Le lecteur trouvera enfin des contributions qui interrogent les choix politiques. Claude Normand dénonce le caractère manipulatoire des instructions officielles qui manient souvent l’injonction paradoxale et pourraient mener les enseignants… à la schizophrénie. Christian Puren analyse un changement majeur, la fin du “modèle unique” en didactique de langues : la variété des approches doit répondre à la complexité de l’acte d’apprendre Claude Hagège s’indigne du manque d’ambition de l’école face aux capacités réelles des élèves : il s’agit de développer l’apprentissage de plusieurs langues pour tous et le plus tôt possible. Maria-Alice Medioni aborde de front deux spectres, la question de l’utilité et celle de la maîtrise des langues. Préoccupations légitimes de la part des élèves, des parents et des enseignants, mais qui peuvent également devenir un verrou pour le développement et l’initiative : comment en faire un moteur pour l’apprentissage et l’enseignement ? Pour finir, Richard Étienne présente les choix de l’Andorre en matière de politique des langues, dans un environnement multiculturel, comme un pari intéressant et courageux, riche d’enseignements pour ce côté-ci des Pyrénées.

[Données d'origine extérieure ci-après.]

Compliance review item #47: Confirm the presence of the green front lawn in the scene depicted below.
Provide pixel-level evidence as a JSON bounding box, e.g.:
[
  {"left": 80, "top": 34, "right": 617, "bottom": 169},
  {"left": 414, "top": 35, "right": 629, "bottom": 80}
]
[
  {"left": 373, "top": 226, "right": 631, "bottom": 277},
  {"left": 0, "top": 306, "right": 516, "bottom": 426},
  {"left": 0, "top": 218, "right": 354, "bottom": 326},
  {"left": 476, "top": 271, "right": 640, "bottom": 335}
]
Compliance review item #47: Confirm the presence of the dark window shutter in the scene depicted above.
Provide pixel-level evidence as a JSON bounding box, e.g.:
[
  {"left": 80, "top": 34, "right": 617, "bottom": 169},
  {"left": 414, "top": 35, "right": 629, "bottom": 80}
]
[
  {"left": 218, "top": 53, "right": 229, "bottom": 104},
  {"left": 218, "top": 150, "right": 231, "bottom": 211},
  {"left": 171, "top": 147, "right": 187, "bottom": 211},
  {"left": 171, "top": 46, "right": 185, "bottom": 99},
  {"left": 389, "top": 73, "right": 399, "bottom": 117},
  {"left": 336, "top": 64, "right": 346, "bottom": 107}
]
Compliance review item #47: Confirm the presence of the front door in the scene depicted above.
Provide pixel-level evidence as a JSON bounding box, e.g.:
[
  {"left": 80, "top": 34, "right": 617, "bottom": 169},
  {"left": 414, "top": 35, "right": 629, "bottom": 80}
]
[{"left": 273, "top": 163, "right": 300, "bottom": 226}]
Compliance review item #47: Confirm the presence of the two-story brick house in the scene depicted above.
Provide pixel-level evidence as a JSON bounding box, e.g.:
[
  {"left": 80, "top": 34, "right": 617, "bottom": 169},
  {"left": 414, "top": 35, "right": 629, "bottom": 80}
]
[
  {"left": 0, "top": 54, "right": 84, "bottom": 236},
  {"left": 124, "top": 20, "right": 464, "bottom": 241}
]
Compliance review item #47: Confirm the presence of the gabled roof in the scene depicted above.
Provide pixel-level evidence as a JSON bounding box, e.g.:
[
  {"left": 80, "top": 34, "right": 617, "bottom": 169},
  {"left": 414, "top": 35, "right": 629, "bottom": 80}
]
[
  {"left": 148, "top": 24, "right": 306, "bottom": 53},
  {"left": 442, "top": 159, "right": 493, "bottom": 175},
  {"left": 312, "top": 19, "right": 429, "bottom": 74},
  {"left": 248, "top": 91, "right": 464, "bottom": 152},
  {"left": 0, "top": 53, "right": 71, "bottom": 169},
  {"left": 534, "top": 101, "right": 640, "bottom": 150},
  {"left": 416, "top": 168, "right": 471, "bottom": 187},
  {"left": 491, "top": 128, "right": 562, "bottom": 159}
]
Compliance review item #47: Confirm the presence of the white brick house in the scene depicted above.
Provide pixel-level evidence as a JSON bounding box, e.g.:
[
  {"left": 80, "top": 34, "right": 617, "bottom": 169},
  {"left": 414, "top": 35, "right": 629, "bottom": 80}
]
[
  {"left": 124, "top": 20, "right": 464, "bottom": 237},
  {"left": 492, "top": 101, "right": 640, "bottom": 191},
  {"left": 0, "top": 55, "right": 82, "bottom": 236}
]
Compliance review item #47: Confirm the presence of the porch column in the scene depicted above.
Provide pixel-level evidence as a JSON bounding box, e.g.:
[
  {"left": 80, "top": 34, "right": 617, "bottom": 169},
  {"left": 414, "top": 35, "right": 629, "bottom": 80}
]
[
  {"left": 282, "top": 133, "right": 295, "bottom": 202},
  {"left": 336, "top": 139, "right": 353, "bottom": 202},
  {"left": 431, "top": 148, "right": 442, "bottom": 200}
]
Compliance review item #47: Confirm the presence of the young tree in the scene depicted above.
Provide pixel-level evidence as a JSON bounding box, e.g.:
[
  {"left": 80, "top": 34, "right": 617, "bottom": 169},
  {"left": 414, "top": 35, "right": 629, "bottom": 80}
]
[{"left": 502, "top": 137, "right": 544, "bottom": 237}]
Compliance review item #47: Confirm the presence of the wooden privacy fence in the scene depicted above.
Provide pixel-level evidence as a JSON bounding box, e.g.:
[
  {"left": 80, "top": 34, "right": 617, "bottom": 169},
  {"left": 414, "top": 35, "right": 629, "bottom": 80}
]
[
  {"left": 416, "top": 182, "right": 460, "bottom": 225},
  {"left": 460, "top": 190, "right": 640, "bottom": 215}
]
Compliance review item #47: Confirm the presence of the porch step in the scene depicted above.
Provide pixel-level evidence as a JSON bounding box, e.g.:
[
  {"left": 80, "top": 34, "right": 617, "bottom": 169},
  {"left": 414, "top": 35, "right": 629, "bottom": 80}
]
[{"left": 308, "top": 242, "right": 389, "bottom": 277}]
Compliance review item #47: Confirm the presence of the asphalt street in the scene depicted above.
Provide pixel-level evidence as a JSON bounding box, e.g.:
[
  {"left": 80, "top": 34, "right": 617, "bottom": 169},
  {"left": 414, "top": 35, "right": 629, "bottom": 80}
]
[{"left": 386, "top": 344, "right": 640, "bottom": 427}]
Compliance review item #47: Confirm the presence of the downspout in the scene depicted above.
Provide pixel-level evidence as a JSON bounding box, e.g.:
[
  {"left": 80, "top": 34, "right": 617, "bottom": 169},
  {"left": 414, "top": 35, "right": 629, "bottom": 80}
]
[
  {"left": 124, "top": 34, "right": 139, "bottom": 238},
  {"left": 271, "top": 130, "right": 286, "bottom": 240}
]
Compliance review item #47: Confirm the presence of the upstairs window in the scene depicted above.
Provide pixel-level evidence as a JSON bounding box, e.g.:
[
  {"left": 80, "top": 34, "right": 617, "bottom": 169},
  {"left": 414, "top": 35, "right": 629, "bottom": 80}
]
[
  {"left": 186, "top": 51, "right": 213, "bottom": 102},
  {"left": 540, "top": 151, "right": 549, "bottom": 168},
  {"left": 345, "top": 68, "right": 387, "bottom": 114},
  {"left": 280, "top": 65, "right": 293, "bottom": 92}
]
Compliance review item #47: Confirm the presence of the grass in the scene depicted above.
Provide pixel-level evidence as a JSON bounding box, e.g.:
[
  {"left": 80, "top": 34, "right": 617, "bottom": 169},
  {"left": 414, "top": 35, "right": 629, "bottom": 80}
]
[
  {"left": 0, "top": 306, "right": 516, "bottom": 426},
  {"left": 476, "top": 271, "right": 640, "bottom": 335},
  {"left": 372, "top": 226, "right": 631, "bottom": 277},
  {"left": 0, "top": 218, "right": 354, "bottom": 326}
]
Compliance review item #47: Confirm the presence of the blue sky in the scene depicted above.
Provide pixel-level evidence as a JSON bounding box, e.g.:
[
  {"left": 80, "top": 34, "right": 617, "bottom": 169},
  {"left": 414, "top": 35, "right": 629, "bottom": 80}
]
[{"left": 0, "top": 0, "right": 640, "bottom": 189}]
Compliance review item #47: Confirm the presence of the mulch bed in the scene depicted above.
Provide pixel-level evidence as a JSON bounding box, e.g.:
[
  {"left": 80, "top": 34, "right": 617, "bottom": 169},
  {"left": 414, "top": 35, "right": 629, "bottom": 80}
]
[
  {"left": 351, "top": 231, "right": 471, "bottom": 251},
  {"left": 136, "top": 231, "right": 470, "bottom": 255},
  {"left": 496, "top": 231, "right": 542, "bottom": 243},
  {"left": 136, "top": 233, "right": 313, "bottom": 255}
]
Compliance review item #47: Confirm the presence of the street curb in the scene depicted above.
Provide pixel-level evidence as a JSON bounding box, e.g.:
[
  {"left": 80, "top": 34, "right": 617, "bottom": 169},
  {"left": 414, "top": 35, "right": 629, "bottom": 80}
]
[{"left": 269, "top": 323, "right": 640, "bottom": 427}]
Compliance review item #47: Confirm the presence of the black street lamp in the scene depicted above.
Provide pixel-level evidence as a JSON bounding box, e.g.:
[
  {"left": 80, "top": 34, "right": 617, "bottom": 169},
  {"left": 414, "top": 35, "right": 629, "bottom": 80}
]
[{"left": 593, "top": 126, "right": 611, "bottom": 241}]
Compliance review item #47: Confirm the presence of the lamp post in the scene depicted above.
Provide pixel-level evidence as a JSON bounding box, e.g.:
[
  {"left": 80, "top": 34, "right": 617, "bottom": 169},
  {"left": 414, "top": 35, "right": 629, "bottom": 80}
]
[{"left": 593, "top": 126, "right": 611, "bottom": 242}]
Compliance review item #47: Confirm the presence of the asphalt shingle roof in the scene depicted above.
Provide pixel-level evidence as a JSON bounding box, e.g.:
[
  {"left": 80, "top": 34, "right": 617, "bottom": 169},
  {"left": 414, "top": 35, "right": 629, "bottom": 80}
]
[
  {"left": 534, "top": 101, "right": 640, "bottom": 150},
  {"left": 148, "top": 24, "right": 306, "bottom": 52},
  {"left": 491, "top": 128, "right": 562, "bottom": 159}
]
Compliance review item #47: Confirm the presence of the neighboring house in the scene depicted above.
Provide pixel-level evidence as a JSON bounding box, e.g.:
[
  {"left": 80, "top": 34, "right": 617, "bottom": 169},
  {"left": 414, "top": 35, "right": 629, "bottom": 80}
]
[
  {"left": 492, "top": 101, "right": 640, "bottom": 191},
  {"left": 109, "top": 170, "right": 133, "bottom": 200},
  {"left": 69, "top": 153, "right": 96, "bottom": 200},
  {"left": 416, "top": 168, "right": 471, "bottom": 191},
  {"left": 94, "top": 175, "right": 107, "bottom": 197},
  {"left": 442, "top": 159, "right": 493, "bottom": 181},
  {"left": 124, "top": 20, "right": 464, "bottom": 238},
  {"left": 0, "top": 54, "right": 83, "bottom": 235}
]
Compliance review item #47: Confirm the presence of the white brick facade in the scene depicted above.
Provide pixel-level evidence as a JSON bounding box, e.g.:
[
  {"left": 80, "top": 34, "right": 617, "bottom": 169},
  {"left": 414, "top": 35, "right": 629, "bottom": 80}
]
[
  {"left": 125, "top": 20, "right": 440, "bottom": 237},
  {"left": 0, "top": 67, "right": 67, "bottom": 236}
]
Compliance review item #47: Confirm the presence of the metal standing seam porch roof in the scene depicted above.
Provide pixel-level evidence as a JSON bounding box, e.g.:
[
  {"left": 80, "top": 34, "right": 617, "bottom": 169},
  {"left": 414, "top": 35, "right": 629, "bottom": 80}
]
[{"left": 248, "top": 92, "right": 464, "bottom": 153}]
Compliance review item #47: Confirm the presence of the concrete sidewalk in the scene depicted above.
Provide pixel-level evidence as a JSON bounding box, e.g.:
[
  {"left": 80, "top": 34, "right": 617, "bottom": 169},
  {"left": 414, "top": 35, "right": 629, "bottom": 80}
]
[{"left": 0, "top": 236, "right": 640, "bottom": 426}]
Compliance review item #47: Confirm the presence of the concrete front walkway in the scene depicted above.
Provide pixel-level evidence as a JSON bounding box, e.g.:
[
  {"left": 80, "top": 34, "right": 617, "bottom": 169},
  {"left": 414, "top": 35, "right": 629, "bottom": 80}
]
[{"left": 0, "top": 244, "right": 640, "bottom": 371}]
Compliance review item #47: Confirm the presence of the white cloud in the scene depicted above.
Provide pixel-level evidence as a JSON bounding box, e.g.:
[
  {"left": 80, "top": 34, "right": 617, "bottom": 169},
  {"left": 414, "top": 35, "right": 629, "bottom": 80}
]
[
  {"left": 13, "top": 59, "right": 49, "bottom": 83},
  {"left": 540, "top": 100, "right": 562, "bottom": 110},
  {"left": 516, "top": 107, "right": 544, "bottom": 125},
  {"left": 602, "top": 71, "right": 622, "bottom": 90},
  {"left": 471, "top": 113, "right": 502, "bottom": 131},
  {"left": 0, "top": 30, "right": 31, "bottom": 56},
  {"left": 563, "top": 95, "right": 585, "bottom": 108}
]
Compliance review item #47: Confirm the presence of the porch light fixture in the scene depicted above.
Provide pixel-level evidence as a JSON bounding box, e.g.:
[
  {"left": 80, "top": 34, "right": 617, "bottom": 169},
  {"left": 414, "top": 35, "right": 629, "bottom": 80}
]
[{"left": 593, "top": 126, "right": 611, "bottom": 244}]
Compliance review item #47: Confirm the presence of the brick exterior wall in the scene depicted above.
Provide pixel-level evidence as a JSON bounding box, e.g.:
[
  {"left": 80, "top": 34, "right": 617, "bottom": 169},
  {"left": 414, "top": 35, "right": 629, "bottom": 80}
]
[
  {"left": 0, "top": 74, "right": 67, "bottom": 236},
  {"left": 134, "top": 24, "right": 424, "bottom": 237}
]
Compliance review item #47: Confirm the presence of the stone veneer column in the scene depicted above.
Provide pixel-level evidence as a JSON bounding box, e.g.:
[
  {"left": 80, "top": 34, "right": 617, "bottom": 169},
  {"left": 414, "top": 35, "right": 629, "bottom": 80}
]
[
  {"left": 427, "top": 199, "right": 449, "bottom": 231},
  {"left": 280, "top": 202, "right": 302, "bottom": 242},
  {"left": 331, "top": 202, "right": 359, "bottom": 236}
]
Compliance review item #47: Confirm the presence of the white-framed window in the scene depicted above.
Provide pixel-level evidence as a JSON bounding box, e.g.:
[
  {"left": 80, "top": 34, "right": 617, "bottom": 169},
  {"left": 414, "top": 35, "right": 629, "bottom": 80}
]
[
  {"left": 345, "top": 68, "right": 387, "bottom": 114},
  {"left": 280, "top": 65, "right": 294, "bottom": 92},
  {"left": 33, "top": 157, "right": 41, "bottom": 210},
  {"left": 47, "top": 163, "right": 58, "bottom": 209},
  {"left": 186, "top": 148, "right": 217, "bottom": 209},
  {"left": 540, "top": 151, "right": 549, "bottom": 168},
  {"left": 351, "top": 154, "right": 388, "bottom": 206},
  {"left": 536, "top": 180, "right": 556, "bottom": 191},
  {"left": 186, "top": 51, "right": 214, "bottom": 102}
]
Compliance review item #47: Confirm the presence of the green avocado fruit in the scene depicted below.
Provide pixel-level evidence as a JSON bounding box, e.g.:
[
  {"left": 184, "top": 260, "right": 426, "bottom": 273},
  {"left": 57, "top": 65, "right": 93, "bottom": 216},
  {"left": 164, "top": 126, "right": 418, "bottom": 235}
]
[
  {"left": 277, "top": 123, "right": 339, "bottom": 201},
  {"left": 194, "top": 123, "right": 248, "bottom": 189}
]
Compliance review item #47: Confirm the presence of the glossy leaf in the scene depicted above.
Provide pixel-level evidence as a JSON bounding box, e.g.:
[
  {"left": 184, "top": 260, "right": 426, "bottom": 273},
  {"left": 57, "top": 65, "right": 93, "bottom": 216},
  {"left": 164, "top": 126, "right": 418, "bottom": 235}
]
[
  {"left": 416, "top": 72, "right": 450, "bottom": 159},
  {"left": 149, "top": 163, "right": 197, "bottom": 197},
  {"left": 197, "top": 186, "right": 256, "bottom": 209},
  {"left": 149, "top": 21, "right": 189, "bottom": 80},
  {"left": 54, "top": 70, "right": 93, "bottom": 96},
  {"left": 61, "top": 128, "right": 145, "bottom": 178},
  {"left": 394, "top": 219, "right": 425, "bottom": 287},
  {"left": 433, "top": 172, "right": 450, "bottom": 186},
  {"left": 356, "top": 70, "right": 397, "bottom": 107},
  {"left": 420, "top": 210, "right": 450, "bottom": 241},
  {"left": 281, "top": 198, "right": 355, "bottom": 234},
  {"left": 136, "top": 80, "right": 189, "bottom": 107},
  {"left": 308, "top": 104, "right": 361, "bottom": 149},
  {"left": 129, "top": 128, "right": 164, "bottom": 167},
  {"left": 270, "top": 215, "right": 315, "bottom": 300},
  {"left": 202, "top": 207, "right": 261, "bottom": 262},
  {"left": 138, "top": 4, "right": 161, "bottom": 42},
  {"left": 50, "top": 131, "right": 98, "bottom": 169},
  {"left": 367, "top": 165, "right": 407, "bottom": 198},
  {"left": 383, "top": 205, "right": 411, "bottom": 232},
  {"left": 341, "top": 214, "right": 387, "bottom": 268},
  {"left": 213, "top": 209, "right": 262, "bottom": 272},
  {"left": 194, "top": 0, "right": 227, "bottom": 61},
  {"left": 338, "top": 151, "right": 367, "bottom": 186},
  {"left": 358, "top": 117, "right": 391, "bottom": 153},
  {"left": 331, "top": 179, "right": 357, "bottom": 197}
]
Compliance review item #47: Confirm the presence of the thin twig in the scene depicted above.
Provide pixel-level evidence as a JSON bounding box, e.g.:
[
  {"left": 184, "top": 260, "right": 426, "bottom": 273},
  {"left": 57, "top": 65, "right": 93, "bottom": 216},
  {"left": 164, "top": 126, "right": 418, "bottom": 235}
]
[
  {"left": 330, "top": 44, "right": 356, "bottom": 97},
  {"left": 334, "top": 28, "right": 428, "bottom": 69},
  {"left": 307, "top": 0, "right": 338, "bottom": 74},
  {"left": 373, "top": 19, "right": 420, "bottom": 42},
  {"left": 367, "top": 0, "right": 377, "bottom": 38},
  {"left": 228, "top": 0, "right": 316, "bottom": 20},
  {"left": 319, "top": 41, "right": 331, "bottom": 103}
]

Dominique Groux a bien voulu relire l’ensemble et tirer les différents fils des problématiques qui y sont exposées. Puissent ces réflexions et ces pratiques contribuer à susciter le débat et à ouvrir des possibles pour tous les acteurs engagés dans l’aventure des langues. C’est l’ambition de chacun des auteurs de ce dossier.

Maria-Alice Medioni, centre de langues, université Lumière Lyon 2. Secteur langues du GFEN.
Françoise Vigneron, IUFM des Pays de la Loire.